0839 - Certes, s’il n’y avait eu là qu’Oriane, Mme de Saint–Euverte

Certes, s’il n’y avait eu là qu’Oriane, Mme de Saint–Euverte eût pu ne pas se déranger, puisque l’invitation avait été faite de vive voix, et d’ailleurs acceptée avec cette charmante bonne grâce trompeuse dans l’exercice de laquelle triomphent ces académiciens de chez lesquels le candidat sort attendri et ne doutant pas qu’il peut compter sur leur voix. Mais il n’y avait pas qu’elle. Le prince d’Agrigente viendrait-il? Et Mme de Durfort? Aussi, pour veiller au grain, Mme de Saint–Euverte avait-elle cru plus expédient de se transporter elle-même; insinuante avec les uns, impérative avec les autres, pour tous elle annonçait à mots couverts d’inimaginables divertissements qu’on ne pourrait revoir une seconde fois, et à chacun promettait qu’il trouverait chez elle la personne qu’il avait le désir, ou le personnage qu’il avait le besoin de rencontrer.
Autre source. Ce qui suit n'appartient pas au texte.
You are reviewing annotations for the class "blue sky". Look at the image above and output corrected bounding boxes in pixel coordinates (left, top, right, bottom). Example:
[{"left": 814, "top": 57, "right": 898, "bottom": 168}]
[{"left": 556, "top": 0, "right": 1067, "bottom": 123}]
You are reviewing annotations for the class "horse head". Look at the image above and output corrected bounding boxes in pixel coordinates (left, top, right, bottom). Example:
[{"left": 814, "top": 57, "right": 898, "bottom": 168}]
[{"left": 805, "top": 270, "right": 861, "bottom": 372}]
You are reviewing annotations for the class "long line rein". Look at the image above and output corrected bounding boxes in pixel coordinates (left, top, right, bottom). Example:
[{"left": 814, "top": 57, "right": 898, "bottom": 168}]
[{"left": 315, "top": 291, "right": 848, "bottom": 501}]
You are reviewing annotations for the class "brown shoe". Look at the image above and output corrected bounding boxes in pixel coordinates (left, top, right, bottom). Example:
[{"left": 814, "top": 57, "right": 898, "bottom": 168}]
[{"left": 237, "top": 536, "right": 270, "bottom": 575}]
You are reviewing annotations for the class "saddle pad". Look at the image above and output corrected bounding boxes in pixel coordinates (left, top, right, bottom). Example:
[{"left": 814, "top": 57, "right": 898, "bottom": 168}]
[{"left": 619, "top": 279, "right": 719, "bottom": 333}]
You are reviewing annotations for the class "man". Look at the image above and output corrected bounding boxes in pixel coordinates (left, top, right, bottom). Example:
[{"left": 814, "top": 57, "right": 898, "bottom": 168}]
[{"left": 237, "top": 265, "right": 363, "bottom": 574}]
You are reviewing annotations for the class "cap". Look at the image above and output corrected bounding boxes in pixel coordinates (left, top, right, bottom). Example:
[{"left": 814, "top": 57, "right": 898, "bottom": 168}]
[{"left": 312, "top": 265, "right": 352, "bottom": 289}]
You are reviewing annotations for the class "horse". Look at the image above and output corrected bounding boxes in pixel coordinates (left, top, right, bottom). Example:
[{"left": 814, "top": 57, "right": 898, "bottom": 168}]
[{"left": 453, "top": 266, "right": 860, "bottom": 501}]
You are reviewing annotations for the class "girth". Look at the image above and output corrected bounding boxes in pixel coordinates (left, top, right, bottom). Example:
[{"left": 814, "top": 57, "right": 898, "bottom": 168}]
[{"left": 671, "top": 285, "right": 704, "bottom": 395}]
Et cette sorte de fonction dont elle était investie pour une fois dans l’année—telles certaines magistratures du monde antique—de personne qui donnera le lendemain la plus considérable garden-party de la saison lui conférait une autorité momentanée. Ses listes étaient faites et closes, de sorte que, tout en parcourant les salons de la princesse avec lenteur pour verser successivement dans chaque oreille: «Vous ne m’oublierez pas demain», elle avait la gloire éphémère de détourner les yeux, en continuant à sourire, si elle apercevait un laideron à éviter ou quelque hobereau qu’une camaraderie de collège avait fait admettre chez «Gilbert», et duquel la présence à sa garden-party n’ajouterait rien. Elle préférait ne pas lui parler pour pouvoir dire ensuite: «J’ai fait mes invitations verbalement, et malheureusement je ne vous ai pas rencontré.» Ainsi elle, simple Saint–Euverte, faisait-elle de ses yeux fureteurs un «tri» dans la composition de la soirée de la princesse. Et elle se croyait, en agissant ainsi, une vraie duchesse de Guermantes.

Il faut dire que celle-ci n’avait pas non plus tant qu’on pourrait croire la liberté de ses bonjours et de ses sourires. Pour une part, sans doute, quand elle les refusait, c’était volontairement: «Mais elle m’embête, disait-elle, est-ce que je vais être obligée de lui parler de sa soirée pendant une heure?»